Falling diesel demand and Brexit blamed for decline in new car sales
Total sales fell for a second year with 2.37 million vehicles sold last year, 173,000 fewer than in 2017, according to the Society of Motor Manufacturers and Traders (SMMT).
Demand for diesel cars fell by 30% in 2018, with December marking the 21st consecutive month of decline for the fuel type.
The SMMT said negative anti-diesel rhetoric and fiscal measures had taken a toll on sales.
Mike Hawes, SMMT chief executive, said: “A second year of substantial decline is a major concern, as falling consumer confidence, confusing fiscal and policy messages and shortages due to regulatory changes have combined to create a highly turbulent market.

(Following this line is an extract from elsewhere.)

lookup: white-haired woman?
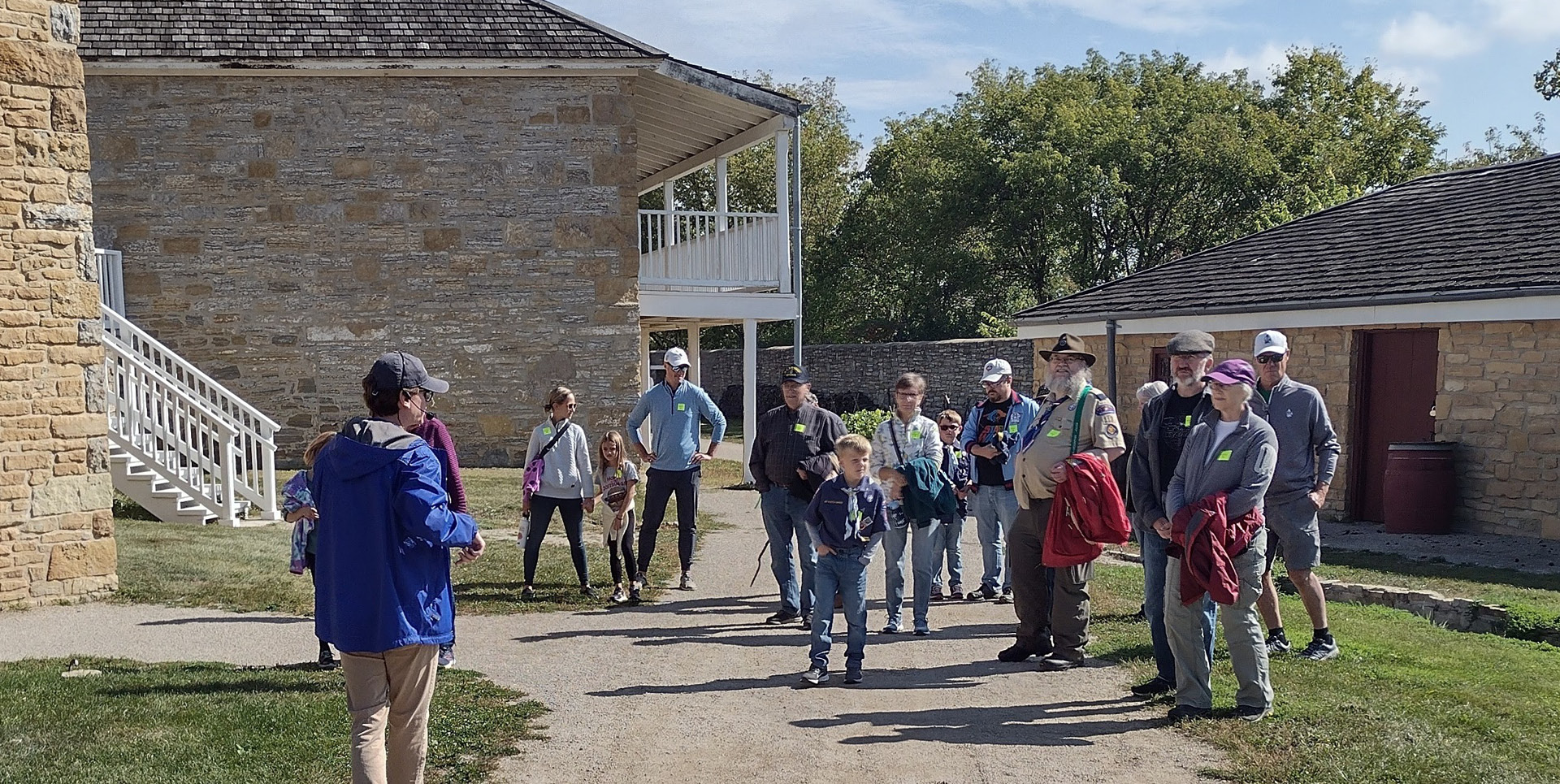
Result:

“The industry is facing ever-tougher environmental targets against a backdrop of political and economic uncertainty that is weakening demand so these figures should act as a wake-up call for policy makers.”
In the alternatively fuelled vehicles sector, petrol electric hybrids remained the most popular choice, up by 21%. Plug-in hybrids also recorded a strong uplift over the year with sales up 25%, though the figures suggest growth is slowing following the removal of the government’s plug-in car grant for these vehicles in October.
Sales of pure electric vehicles grew by 14%, but with just 15,474 registered, they still make up only 0.7% of the car market.